As a first-time buyer, you have a lot of questions. There is terminology you don't understand. And there are expenses you need to anticipate. Here are some explanations of just that, to help you on your way to homeownership.
First, what costs should you expect? After you have become "pre-approved" for a mortgage, you will know how much you can spend (aka your "budget"). Pre-approval is done by the bank or lender who will be writing your mortgage. It is accessed by your: credit history, assets, employment history, and financial status. And it guarantees you a loan.
Being pre-approved can quicken the time it takes to close, as well as give you an advantage over buyers who are not pre-approved, should a home garner multiple offers.
Next, figure out how much money you'll need to put down. Are you looking at an FHA loan with 3.5 percent down? Or are you planning on putting 15 to 20 percent down? Financial expert Suze Orman recommends that in today's troubled market, you put at least 20 percent down on a house.
Closing costs are what are paid, well, at closing. You should expect to pay for an appraisal, title services, title insurance, transfer taxes, inspections, loan origination, private mortgage insurance, and homeowners insurance, among a host of other charges. The average closing costs are paid, yes, by the buyer. And they average around 2 to 4 percent of the total purchase price of the home. You can, of course, negotiate payment of closing costs with the seller. This is especially true in a market which favors buyers.
What is mortgage insurance? Mortgage insurance, also known as private mortgage insurance (PMI), protects your lender, should you default on your loan. And it can be required when you have made only a small downpayment. It costs around 1 percent of the total loan. According to the Federal Reserve Bank of San Francisco, "Under [The Homeowner's Protection Act of 1998], mortgage lenders or servicers must automatically cancel PMI coverage on most loans, once you pay down your mortgage to 78 percent of the value if you are current on your loan."
What is escrow? With a purchase as large as this, it is important that one party doesn't run off with all the funds! This is where an escrow account comes into play. All necessary and agreed upon funds are put into a third party account. When all terms have been met, then the funds are released to the appropriate parties.

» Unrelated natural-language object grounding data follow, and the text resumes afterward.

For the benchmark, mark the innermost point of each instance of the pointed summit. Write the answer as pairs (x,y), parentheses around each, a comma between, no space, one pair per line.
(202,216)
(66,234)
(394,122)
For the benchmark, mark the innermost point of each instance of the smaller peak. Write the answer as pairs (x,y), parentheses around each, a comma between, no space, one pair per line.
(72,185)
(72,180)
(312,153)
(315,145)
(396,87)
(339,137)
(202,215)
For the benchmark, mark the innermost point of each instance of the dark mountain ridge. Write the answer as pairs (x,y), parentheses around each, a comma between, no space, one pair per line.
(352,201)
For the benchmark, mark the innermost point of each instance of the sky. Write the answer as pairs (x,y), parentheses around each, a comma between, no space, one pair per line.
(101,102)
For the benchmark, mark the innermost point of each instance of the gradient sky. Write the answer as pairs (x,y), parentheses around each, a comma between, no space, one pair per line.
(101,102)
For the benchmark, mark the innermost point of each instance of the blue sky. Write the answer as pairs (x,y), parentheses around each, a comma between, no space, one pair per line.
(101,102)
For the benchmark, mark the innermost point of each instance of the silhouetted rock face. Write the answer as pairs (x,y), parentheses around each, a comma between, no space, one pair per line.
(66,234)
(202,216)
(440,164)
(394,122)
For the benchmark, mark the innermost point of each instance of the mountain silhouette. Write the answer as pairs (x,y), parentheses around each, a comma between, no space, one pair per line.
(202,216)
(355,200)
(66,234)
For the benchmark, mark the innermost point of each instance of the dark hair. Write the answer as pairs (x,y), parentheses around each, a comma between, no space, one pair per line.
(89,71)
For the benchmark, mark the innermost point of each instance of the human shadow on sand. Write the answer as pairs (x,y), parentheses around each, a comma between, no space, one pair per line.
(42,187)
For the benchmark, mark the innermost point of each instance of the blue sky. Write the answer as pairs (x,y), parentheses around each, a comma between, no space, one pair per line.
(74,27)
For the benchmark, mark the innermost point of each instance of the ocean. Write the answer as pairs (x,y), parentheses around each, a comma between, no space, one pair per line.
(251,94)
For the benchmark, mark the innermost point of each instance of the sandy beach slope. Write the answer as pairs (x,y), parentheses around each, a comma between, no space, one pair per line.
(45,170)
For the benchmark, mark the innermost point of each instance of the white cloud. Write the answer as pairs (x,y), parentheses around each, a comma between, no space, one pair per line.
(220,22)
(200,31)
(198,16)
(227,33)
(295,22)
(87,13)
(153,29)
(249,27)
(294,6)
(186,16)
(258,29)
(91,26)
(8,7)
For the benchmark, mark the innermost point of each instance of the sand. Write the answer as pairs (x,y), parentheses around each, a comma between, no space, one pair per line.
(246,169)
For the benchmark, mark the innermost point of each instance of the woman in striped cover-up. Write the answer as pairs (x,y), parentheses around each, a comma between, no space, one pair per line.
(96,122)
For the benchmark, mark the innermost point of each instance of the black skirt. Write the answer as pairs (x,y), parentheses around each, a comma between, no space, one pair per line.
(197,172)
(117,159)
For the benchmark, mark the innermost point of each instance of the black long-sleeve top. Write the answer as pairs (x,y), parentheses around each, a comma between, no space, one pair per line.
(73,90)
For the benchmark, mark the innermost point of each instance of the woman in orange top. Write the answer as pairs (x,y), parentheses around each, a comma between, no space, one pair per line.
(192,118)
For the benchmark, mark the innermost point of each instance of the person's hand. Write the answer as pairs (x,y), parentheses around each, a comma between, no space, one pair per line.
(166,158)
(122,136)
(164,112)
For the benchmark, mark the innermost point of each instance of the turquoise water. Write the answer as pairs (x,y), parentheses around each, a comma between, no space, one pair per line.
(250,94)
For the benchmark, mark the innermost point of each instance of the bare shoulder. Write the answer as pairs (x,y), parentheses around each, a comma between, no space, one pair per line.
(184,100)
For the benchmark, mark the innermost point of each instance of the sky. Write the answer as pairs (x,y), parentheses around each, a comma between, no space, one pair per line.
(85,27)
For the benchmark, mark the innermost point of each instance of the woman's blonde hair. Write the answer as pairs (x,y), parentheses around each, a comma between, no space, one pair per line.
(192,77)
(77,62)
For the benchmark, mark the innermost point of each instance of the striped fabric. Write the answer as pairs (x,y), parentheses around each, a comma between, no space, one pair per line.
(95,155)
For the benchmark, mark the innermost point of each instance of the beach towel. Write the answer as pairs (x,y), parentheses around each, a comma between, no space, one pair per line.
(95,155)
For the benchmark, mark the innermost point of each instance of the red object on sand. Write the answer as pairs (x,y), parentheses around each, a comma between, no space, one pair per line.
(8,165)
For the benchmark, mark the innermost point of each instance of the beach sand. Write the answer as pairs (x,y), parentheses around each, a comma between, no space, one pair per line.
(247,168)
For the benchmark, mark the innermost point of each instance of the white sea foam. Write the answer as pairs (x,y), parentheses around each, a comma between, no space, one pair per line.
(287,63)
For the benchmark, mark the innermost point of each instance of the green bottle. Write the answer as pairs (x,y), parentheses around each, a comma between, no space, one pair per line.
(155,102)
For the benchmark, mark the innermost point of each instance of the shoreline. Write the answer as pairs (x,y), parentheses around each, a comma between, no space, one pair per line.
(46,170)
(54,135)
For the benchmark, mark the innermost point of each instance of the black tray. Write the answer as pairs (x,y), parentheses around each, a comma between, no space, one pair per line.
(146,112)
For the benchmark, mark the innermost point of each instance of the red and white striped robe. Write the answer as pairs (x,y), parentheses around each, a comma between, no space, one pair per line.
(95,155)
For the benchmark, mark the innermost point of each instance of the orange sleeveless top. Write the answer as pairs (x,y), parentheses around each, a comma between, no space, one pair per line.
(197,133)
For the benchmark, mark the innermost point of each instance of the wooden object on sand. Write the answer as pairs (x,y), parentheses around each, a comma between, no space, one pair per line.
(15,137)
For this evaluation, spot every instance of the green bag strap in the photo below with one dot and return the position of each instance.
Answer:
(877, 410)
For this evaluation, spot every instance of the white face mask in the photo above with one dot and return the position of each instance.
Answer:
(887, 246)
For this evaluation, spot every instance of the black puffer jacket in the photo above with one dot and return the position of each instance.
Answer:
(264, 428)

What is an offer? When you have found a home you like, you'll discuss with your agent what a reasonable price pay is. This will more than likely be less than the price the seller is asking. And it will be based on the condition of the home, the price of home's in the neighborhood, as well as current market conditions. Remember, your offer is the price you are willing to pay for the property. You have signed the offer and, if accepted, you will be expected to follow through with the purchase of this home!
What are property taxes? Welcome to homeownership! Property taxes are paid each year to your local government at the county level. Some areas of the country charge much higher taxes than others, and the price is a percentage of the value of your property. That means that more expensive the house, the more expensive the taxes.